C'est en 075 que les instances dirigeantes décidèrent de supprimer le ballon. À partir de cet instant, la pénétration du joueur lui-même dans la cage compta pour un but... Le nom de "foot-ball" disparut : il ne convenait plus à ce nouveau jeu... Je dois être l'un des derniers à m'en souvenir... Dommage... Ce fut un bien beau sport...

Mon avis :

Le foot est mort. Vive le foot !
Dans Hors Jeu, livre qui de l'extérieur ressemble à une bande dessinée sans en être une, Patrick Cauvin, au scénario, et Enki Bilal, au dessin, nous racontent la mort du ballon rond, dans un futur qu'on devine pas très gai.

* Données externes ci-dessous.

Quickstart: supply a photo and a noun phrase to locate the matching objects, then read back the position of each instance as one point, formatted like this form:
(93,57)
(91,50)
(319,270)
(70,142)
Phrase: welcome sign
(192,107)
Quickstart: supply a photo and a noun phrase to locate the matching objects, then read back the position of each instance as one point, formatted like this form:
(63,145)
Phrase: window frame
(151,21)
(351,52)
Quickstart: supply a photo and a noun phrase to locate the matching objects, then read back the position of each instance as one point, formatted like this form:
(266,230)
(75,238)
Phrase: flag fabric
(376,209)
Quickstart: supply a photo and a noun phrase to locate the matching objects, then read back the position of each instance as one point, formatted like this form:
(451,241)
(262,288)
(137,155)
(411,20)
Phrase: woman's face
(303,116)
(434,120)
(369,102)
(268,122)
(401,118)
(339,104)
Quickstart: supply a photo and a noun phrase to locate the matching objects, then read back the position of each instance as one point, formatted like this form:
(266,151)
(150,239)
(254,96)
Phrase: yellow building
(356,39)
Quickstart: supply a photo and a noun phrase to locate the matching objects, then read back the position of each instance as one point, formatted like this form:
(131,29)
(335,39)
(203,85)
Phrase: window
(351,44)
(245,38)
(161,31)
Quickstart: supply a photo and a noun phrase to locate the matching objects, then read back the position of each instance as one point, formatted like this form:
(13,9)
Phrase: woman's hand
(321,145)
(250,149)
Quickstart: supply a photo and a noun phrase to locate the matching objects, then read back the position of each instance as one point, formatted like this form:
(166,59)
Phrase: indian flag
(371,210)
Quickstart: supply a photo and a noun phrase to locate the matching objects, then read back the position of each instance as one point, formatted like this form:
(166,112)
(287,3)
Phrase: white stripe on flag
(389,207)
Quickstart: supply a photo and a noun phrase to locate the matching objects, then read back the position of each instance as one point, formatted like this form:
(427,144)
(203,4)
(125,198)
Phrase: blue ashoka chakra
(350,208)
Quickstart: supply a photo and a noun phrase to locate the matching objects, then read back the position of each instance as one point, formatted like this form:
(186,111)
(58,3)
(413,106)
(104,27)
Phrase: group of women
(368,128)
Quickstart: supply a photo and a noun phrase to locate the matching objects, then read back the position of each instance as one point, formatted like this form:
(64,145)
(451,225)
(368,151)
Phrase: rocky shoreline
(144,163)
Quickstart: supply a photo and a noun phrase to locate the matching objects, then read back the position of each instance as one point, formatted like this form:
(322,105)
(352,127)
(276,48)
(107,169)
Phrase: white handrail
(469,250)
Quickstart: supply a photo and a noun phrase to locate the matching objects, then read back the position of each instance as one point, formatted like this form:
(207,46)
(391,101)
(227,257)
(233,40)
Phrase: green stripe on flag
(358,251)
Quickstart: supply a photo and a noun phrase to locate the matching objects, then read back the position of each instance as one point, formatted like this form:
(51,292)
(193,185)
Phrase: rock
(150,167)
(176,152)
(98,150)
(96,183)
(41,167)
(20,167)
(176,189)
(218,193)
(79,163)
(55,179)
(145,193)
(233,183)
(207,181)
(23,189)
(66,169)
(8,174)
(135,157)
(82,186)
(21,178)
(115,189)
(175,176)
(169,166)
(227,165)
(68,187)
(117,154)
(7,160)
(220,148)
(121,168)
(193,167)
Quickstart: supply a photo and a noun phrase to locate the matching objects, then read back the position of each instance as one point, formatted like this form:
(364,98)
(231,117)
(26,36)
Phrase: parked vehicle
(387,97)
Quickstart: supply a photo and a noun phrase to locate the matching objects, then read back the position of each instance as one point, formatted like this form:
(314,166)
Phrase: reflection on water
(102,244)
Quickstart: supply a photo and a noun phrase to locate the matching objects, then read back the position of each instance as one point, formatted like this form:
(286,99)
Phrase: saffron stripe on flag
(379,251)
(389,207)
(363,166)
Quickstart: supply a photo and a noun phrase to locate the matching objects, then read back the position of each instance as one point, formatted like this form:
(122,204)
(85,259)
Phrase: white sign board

L'histoire nous est contée par Stan Skavelicz, vieux commentateur sportif à la retraite. Il est contacté par une chaine de télévision désirant produire un reportage nécrologique sur le football. Stan va fouiller dans ses archives et exhumer une série de clichés illustrant des personnalités ou des moments clés de l'histoire de ce sport. Les clichés sont des illustrations pleine page de Bilal au style si particulier, que personnellement j'adore, et chaque illustration est accompagnée d'une page de texte.

Personnellement, je ne suis pas un mordu de football, loin s'en faut. Mais en tant qu'amateur de science-fiction, je trouve ce livre passionnant. Cauvin raconte la transformation progressive du foot, passant de sport à sport-spectacle (ce qui est déjà un peu le cas) de plus en plus spectaculaire et violent ; la main mise des sponsors (ce qui est déjà beaucoup le cas), les équipes nationales se faisant progressivement remplacer par des équipes privées ; la violence exacerbée des supporters, les magouilles financières, etc.
Un futur tout en nuances de gris très foncés, pas très réjouissant, certes, mais bien écrit et superbement illustré.

Une curiosité à lire, et pas seulement par les passionnés du ballon rond.